TRURO, N.S. - More bargaining power, fuel surcharges and rate increases on government contracts were the main topics of discussion at the Truckers Association of Nova Scotia's annual general meeting h...

TRURO, N.S. – More bargaining power, fuel surcharges and rate increases on government contracts were the main topics of discussion at the Truckers Association of Nova Scotia’s annual general meeting held in Truro, N.S. in April.

But how to achieve these goals was the subject of much debate.

Still reeling from the loss of longtime executive director Dave Roberts, the executive tried to communicate their approach to ongoing negotiations on government contracts to a membership terrified by the prospect of a fuel spike this summer driving them into bankruptcy.

“You say we go to them and they tell us what they’ll pay us,” said one irate member at the annual general meeting.

“Why don’t we tell them — this is what you have to pay?”

The answer, according to association executives, was longer and more complex than you’d think.

According to them, negotiations have being going well so far, and the executive hope to keep them that way.

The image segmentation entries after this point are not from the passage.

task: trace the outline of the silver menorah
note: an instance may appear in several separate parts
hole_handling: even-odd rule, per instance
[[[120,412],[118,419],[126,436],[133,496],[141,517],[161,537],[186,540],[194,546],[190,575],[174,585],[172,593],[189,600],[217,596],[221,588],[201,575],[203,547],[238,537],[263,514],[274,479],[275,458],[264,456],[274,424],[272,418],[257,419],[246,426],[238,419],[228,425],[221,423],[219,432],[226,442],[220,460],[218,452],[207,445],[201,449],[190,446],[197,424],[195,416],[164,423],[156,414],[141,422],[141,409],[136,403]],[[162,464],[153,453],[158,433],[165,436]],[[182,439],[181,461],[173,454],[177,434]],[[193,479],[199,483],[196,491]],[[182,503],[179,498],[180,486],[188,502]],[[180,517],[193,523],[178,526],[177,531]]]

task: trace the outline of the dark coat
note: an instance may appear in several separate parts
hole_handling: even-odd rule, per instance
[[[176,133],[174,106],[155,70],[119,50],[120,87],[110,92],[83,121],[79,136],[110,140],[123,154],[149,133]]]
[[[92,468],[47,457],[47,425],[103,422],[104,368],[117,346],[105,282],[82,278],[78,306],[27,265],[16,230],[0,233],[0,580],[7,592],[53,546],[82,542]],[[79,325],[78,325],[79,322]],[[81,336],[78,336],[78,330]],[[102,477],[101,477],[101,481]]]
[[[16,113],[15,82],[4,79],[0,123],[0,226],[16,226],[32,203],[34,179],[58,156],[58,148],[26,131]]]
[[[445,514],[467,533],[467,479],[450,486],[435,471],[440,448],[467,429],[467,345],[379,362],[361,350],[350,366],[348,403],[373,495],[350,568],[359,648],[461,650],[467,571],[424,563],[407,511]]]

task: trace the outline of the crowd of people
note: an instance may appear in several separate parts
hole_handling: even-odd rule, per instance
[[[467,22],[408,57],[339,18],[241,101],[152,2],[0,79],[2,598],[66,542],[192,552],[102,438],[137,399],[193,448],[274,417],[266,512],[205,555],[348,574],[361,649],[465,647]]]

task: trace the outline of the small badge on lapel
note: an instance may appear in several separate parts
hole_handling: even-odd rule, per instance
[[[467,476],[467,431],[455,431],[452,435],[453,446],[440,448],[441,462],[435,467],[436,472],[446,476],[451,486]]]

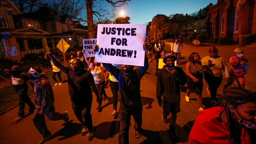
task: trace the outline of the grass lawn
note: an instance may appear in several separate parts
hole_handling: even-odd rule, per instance
[[[55,82],[52,77],[51,71],[46,72],[45,75],[49,78],[49,81],[52,86],[54,85],[55,84]],[[61,72],[61,76],[62,81],[67,79],[67,75],[63,72]],[[55,77],[58,81],[59,78],[57,75],[56,75]],[[27,84],[28,86],[28,95],[30,96],[34,94],[32,87],[28,82],[27,82]],[[31,99],[31,100],[33,102],[34,99]],[[12,85],[0,89],[0,113],[10,109],[12,106],[17,105],[18,102],[16,92]]]

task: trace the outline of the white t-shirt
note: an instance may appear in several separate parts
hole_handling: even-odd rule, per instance
[[[92,68],[92,63],[89,66],[90,69]],[[101,67],[101,68],[100,67]],[[100,64],[100,66],[95,66],[94,69],[91,70],[91,73],[92,74],[93,78],[94,79],[94,82],[96,84],[99,84],[105,81],[105,76],[104,76],[104,71],[103,70],[103,65]]]
[[[59,61],[59,60],[57,60]],[[59,69],[59,68],[55,66],[55,65],[53,64],[53,63],[52,60],[51,61],[51,64],[52,66],[52,71],[53,72],[59,72],[60,71],[60,70]]]

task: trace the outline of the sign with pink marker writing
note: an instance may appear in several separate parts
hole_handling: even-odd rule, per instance
[[[146,24],[99,24],[95,62],[143,66]]]

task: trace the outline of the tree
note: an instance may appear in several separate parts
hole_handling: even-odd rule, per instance
[[[128,16],[119,17],[116,19],[116,24],[129,24],[130,19],[130,17]]]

“We’ve had a good relationship in negotiations with the government so far and we hope to keep it that way,” said Bill Dowe, TANS secretary/treasurer and Area 2 director.

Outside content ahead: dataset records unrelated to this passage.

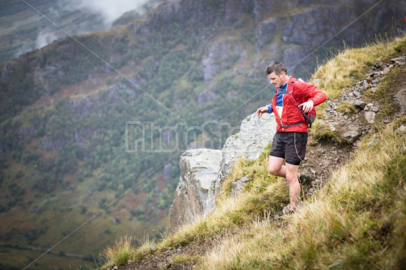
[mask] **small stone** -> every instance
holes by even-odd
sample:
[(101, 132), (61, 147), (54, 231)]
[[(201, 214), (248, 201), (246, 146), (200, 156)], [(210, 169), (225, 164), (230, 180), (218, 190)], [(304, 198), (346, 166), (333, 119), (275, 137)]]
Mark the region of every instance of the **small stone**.
[(389, 71), (391, 71), (390, 68), (385, 68), (385, 69), (382, 71), (382, 75), (386, 75), (387, 74), (389, 73)]
[(380, 68), (382, 65), (382, 61), (377, 61), (373, 65), (375, 68)]
[(354, 96), (356, 97), (361, 97), (361, 92), (359, 91), (354, 91), (352, 92)]
[(406, 58), (406, 56), (400, 56), (400, 57), (397, 57), (396, 58), (392, 58), (391, 59), (391, 62), (396, 62), (396, 61), (400, 61), (402, 60), (405, 60)]
[(337, 260), (336, 260), (334, 262), (333, 262), (331, 264), (330, 264), (329, 266), (329, 269), (331, 269), (331, 268), (341, 268), (341, 264), (343, 264), (343, 262), (344, 261), (344, 259), (343, 258), (340, 258)]
[(369, 143), (368, 143), (368, 146), (373, 146), (379, 141), (380, 141), (380, 140), (378, 140), (377, 138), (375, 139), (372, 141), (370, 141)]
[(359, 108), (361, 110), (363, 110), (366, 106), (366, 102), (363, 102), (362, 100), (354, 100), (352, 103), (356, 108)]
[(366, 111), (365, 112), (365, 119), (366, 120), (366, 122), (368, 122), (370, 124), (373, 124), (375, 122), (375, 113), (373, 111)]

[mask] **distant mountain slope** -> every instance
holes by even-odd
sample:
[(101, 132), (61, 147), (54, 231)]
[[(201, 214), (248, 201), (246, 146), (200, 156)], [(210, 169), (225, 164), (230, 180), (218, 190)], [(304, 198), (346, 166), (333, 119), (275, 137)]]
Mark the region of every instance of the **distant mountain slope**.
[[(125, 232), (158, 236), (180, 153), (126, 152), (127, 121), (163, 127), (222, 120), (237, 127), (270, 100), (272, 89), (263, 73), (270, 59), (282, 59), (306, 78), (316, 56), (324, 61), (343, 37), (355, 45), (387, 29), (403, 13), (396, 3), (382, 2), (296, 66), (375, 3), (166, 1), (144, 17), (123, 19), (128, 24), (75, 35), (91, 52), (67, 38), (1, 63), (0, 217), (7, 221), (1, 241), (51, 247), (133, 186), (56, 250), (97, 254)], [(153, 134), (146, 147), (173, 145), (175, 135)], [(229, 134), (212, 135), (205, 146), (220, 148)], [(187, 134), (180, 150), (201, 145), (202, 138)], [(32, 261), (24, 257), (19, 267)], [(38, 267), (49, 261), (42, 262)]]
[[(329, 99), (319, 106), (299, 168), (315, 180), (301, 186), (302, 202), (295, 213), (284, 209), (286, 180), (267, 173), (267, 148), (258, 159), (236, 162), (214, 212), (195, 216), (163, 239), (146, 237), (140, 247), (122, 236), (104, 248), (104, 264), (97, 267), (401, 269), (406, 258), (405, 63), (404, 35), (348, 49), (318, 69), (313, 78)], [(355, 73), (365, 79), (352, 81)], [(210, 164), (201, 159), (193, 168)], [(189, 184), (196, 175), (191, 168), (182, 168)], [(185, 205), (198, 196), (190, 193)]]

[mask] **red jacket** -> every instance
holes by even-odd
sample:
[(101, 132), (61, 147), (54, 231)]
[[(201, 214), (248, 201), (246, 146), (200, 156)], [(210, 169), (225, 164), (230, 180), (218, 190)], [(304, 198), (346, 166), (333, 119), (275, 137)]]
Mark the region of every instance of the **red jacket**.
[[(276, 88), (276, 93), (279, 91), (279, 88)], [(320, 103), (324, 102), (327, 100), (326, 95), (318, 90), (315, 86), (305, 81), (299, 81), (292, 76), (289, 78), (288, 82), (287, 92), (290, 92), (299, 104), (313, 100), (314, 107), (310, 111), (315, 116), (315, 106)], [(279, 116), (279, 113), (276, 109), (276, 95), (275, 95), (272, 98), (272, 110), (275, 114), (275, 119), (278, 126), (276, 131), (278, 132), (306, 132), (308, 133), (307, 124), (305, 122), (304, 117), (299, 111), (299, 109), (295, 105), (289, 94), (283, 95), (282, 99), (283, 105), (282, 110), (282, 117)], [(303, 122), (302, 125), (299, 125), (293, 127), (282, 127), (281, 126), (287, 126), (294, 124)]]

In fact, TANS negotiators hope to meet with Transport and Public Works department officials soon to establish a fuel escalation charge to be addended to the contract they negotiated earlier this year.

“Yearly TANS sits with the Department of Transportation and Public Works to establish a fair rate to operate a truck on government jobs. This year rates were set (up 6.5 per cent on average, depending on the type of work performed – i.e. hauling asphalt or gravel, or doing ditch work) and there was some satisfaction with the rates, but almost alarm at the increase in fuel costs since,” said Frank Henderson, who recently replaced Roberts as the association’s new executive director.

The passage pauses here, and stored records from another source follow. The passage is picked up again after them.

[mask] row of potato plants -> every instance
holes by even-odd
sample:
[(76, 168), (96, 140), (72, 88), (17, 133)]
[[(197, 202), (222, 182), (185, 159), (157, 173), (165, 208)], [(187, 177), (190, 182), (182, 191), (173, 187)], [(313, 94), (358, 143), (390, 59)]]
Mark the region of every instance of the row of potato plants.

“(But) there is no reason to expect that government will not sit with us and address this issue.”

For a fuel surcharge formula that will work, as well as other resources, the executive is looking to the Atlantic Provinces Trucking Association.

“Things such as fuel escalation charges, load security, weights and dimensions and technology are now common to all of us in each province and our support for each other in the information flow is vital to our success,” said Henderson.

The move is part of an overall attempt to increase the strength of the association and its bargaining power.

Also part of this is the association’s willingness to align itself more closely with a union for operating engineers, which negotiates directly with the province for building contracts, then occasionally subcontracts to association members.

The union has historically done a much better job of bargaining for rates with the province. According to Henderson, union-negotiated rates paid to truck subcontractors in the late ’90s and early 2000s were $63 per hour. Association negotiators, by comparison, only managed to get members $51 per hour when they negotiated with government independently earlier this year.

The proposed affiliation would most likely consist of association members paying a fee to the union for work obtained at rates negotiated by the union. “The difference would offset the percentage paid to the union,” said Dowe. “But our association members wouldn’t have to pay dues or carry union cards.”

Other initiatives discussed at the meeting included a motion to ask that government remove a clause allowing a building contractor to select a designated truck from the established rotational 80/20-work system. The 80/20 system basically allows the contractor to supply 20 per cent of its own truck work and rely on an association rotation list for the hiring of further trucks. But the agreement, which is not legislated and amounts to little more than a “gentleman’s agreement” between TANS members and the provincial government, also includes a clause which allows the contractor to designate a single truck for work, which can be pulled from the rotational list. In other words, if the government wants Number Five on the list to come in and work, Number Five can, for a limited period of time, without losing his or her place in the rotation.

The association wants to remove this part of the agreement, for obvious reasons, but whether it will succeed in doing so is unknown.

“We don’t want to lose the 80/20 agreement completely,” explained Dowe. “So we’ll go and ask to have the designated truck clause removed, but there’s no guarantee they’ll do it.”

While the majority of the membership’s time at the annual general meeting was spent dealing with these issues, there was time for members to socialize as well, most especially at the casino night fundraiser preceding the meeting and the banquet, which followed.

Funds raised went, in part, to an education fund for the children of belated TANS director Dave Roberts.